Background: The increase in prevalence of long-term conditions in Western societies, with the subsequent need for non-acute quality patient healthcare, has brought the issue of collaboration between health professionals to the fore. Within primary care, it has been suggested that multidisciplinary teamworking is essential to develop an integrated approach to promoting and maintaining the health of the population whilst improving service effectiveness. Although it is becoming widely accepted that no single discipline can provide complete care for patients with a long-term condition, in practice, interprofessional working is not always achieved.

Objectives: This review aimed to explore the factors that inhibit or facilitate interprofessional teamworking in primary and community care settings, in order to inform development of multidisciplinary working at the turn of the century.

Design: A comprehensive search of the literature was undertaken using a variety of approaches to identify appropriate literature for inclusion in the study. The selected articles used both qualitative and quantitative research methods.

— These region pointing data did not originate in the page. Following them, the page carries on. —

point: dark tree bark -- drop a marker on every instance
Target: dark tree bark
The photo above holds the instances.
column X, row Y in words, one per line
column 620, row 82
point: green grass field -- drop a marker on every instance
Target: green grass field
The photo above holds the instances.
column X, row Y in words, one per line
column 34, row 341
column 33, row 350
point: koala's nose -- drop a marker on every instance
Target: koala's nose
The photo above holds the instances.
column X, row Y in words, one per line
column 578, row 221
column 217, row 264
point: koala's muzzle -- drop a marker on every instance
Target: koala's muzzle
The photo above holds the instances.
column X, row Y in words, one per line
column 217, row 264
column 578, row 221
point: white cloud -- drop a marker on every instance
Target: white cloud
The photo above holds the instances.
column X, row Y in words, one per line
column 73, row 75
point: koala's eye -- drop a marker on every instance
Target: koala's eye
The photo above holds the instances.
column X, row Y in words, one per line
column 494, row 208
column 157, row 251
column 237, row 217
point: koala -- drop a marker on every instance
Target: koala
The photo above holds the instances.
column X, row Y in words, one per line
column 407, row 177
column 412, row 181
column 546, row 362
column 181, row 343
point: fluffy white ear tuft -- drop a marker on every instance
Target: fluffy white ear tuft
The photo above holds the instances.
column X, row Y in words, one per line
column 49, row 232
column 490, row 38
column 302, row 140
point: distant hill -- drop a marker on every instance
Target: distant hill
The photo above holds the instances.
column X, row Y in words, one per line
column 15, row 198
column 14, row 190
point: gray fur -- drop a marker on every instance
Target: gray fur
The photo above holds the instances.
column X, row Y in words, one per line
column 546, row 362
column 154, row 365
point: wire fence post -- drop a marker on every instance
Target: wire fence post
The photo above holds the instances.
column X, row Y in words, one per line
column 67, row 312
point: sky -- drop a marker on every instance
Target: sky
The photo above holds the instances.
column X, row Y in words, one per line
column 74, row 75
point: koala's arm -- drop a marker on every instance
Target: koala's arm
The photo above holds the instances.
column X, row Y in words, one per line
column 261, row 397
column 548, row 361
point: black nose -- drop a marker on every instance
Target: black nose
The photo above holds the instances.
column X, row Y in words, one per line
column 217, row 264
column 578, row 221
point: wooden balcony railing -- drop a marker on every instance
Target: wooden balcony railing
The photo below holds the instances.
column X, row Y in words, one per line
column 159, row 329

Findings: Following a thematic analysis of the literature, two main themes emerged that bad an impact on interprofessional teamworking: team structure and team processes. Within these two themes, six categories were identified: team premises; team size and composition; organisational support; team meetings; clear goals and objectives; and audit. The complex nature of interprofessional teamworking in primary care meant that despite teamwork being an efficient and productive way of achieving goals and results, several barriers exist that hinder its potential from becoming fully exploited; implications and recommendations for practice are discussed.

Conclusions: These findings can inform development of current best practice, although further research needs to be conducted into multidisciplinary teamworking at both the team and organisation level, to ensure that enhancement and maintenance of teamwork leads to an improved quality of healthcare provision.